I can’t remember the last time I’ve had so many calls from friends and other lawyers who don’t practice criminal defense asking, “Did Paris Hilton get a good deal?” Well, quite frankly it’s a standard offer the District Attorney makes in these types of cases where the weight of the drugs is for personal use. Even a public defender with a client who has a minimal history like Ms. Hilton would have been given the same offer by the District Attorney. She pleaded guilty to misdemeanor Possession of Dangerous Drugs Not To Be Introduced Into Interstate Commerce. That’s a misdemeanor drug conviction that is now on her record. And that conviction did not go unnoticed by Japanese officials who denied her admission into Japan. Japanese law generally prohibits people from entering their country who have been convicted of drug crimes. That’s the thing about pleading guilty to some misdemeanors.

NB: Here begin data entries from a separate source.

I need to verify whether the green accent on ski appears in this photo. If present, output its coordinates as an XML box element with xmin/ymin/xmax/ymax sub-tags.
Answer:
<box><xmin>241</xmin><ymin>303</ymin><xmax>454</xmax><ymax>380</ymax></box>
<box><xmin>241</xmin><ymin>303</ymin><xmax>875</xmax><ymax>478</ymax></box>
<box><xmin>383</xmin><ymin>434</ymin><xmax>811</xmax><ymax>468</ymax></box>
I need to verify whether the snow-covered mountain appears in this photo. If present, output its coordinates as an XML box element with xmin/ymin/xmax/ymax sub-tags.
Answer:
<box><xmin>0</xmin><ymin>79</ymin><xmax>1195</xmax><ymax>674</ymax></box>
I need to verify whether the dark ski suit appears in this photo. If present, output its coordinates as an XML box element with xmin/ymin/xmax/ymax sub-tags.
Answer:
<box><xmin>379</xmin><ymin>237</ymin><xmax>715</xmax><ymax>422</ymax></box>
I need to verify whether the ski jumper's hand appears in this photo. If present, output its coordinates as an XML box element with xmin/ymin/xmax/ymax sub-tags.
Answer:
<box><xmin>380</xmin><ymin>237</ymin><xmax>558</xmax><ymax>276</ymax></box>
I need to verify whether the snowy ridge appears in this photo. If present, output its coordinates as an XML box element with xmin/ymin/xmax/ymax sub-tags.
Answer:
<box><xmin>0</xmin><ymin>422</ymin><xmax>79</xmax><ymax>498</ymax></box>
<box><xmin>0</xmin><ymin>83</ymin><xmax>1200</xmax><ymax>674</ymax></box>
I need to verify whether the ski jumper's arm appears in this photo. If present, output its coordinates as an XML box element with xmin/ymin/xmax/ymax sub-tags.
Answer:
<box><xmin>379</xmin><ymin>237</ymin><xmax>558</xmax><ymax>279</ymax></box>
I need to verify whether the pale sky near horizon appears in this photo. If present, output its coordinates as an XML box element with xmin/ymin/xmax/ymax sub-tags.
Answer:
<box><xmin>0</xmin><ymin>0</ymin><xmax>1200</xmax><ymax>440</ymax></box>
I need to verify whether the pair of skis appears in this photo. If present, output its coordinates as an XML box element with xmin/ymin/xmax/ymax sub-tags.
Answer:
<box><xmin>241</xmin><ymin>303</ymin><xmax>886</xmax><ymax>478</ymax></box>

They can come back to haunt you.
Fortunately, every client I have ever represented for the same crime Paris Hilton was charged with has received a dismissal at the end of completing their requirements. This is not a guarantee of success and every case is different. I’m proud of the great results I’ve received for my clients – many of whom are doctors, lawyers, celebrities, CEOs, athletes, and people who hold professional licenses who would otherwise lose them if they were convicted of even a misdemeanor drug charge. Fortunately, for Ms. Hilton, she really doesn’t have to worry about having a misdemeanor drug conviction on her record since she’s worth several hundred million dollars and probably won’t be turned down if she wants to do another reality television show because of this conviction. But for the rest of America, a conviction like this tells your employer or future employer that you are a convicted drug user. Even if you were innocent but pleaded guilty, employers and future employers will speculate if you have a drug problem and may decide to pick someone who doesn’t have a criminal record.